Dover Chief of Police Jeffrey Horvath will retire from the city April 1, and take on the job as police chief in Lewes.

After 26 years on the force, Dover Police Chief Jeffrey Horvath announced March 22 he is retiring from his post, effective April 1.

Horvath has accepted the police chief’s job in Lewes and will be officially installed in that position April 12.

Maj. James Hosfelt, the Dover department’s second in command, will fill Horvath’s spot.

At the monthly City Council meeting, Mayor Carleton E. Carey Sr. told the panel he received Horvath’s letter of resignation March 19, and though he was somewhat surprised, he wishes the chief well.

“It was a real shock, of course,” Carey said. “He should be commended for all he has done in service to our city.”

The mayor highlighted Horvath’s achievements and his commitment to improving the police force, including a successful effort to have the department accredited three years in a row.

Choking back tears, Horvath thanked the mayor, council and the citizens of Dover for granting him the opportunity to serve as chief for nine years.

“I know sometimes I can be hard headed and fight for what I believe in, but that’s what you’ve paid me for,” he said. “It has been a pleasure and an honor to work here.”

Hosfelt, a 21-year veteran of the department, also expressed his gratitude for being chosen to be the next chief.

“I look forward to the challenges,” he said. “I have a lot to live up to.”

Horvath said his family will remain in Dover for the time being, at least until his son graduates from Caesar Rodney High School next year. After that, he said the family may or may not move to Lewes.

The outgoing chief said he’s looking forward to the next chapter in his career.

“I’m 46 years old and I’m not ready to leave law enforcement,” he said. “The two towns are very different, different challenges. But, it should be fun.”

In other business…

The city’s Utility Committee discussed plans to bring recycling collection services in-house, a move City Manager Tony DePrima said would save the city money.
Currently, the city pays the Delaware Solid Waste Authority $2 per month, per customer, to collect recyclables from approximately 85% of city residents.

DePrima announced that DSWA’s contract has been extended to July 1 at the same rate, but in the meantime the city should set itself up to take over recycling collection services.

A bid process related to the contract extension revealed that DSWA is the lowest-cost provider of recycling services, and DePrima said the city could meet or beat DSWA’s rates.

Moreover, DSWA plans to be out of the recycling hauling business entirely by the end of the year, if legislation proposed by Gov. Jack Markell passes.

Markell’s plan would convert the current 5-cent bottle deposit to a tax that would be used to provide start-up money for curbside recycling initiatives from private haulers and municipalities alike.

There’s no word yet on whether Dover would be eligible for some of that money, but DePrima said it’s possible.

A move to city-controlled recycling would require four new sanitation workers, DePrima said, but capital expenditures could be relatively small, since DSWA plans to hand over the recycling bins free of charge and could agree to sell the city it’s trucks for a reasonable price.

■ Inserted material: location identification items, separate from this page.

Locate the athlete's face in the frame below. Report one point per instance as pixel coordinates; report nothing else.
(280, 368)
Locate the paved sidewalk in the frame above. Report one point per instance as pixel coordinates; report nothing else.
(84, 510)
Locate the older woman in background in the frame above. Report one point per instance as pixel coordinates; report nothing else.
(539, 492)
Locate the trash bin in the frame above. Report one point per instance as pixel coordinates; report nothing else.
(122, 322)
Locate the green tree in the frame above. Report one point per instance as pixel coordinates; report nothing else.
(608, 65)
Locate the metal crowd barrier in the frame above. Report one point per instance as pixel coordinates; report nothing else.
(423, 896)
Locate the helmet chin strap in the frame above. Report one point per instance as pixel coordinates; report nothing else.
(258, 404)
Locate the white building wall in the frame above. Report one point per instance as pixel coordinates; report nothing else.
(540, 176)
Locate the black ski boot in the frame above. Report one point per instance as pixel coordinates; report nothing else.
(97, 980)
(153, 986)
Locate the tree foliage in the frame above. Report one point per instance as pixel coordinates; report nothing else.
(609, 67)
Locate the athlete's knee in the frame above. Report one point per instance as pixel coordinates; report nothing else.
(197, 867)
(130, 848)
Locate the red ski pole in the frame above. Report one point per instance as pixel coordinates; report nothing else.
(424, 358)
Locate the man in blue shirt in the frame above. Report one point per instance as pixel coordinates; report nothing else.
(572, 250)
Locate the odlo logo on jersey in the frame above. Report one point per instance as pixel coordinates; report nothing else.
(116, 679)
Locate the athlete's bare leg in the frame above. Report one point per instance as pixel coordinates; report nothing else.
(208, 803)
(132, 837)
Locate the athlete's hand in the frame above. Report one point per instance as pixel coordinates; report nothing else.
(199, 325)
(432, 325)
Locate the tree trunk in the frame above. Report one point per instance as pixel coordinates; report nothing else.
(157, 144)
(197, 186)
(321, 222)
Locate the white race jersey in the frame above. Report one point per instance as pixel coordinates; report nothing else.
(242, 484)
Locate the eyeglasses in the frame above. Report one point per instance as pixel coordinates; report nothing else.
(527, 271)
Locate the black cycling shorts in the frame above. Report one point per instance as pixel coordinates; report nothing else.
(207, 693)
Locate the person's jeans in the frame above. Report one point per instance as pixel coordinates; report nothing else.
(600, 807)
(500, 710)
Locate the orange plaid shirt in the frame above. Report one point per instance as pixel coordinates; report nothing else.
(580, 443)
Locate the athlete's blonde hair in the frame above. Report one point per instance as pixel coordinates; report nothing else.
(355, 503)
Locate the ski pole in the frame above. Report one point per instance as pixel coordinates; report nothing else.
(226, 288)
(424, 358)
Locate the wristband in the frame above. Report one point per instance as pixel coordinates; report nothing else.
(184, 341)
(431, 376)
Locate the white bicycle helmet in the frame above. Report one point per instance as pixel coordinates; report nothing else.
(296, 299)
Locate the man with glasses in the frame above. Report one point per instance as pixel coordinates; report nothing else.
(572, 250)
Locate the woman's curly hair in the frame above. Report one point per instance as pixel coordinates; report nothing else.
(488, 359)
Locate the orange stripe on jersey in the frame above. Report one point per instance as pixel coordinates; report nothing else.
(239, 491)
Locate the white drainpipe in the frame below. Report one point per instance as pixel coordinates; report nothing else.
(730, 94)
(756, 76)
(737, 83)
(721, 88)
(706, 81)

City staff told council’s Legislative, Finance and Administration Committee Dover’s water and sewer budget is facing a $1.7 million shortfall, mostly because of additional sewage treatment fees caused by an influx of storm water into the city’s sewer lines.

DePrima said heavy rains and snowmelt have raised the water table, causing an increase in the level of “inflow and infiltration,” which results in more water being sent to the Kent County Wastewater Treatment Facility.

In addition to paying for additional wastewater treatment, the city’s water meter receipts and water and sewer impact fee revenues are all down.

DePrima already has proposed rate hikes in the city’s fiscal year 2011 budget to cover the additional expenses.

Council will discuss how to correct the imbalance during its budget revision process, which begins in May.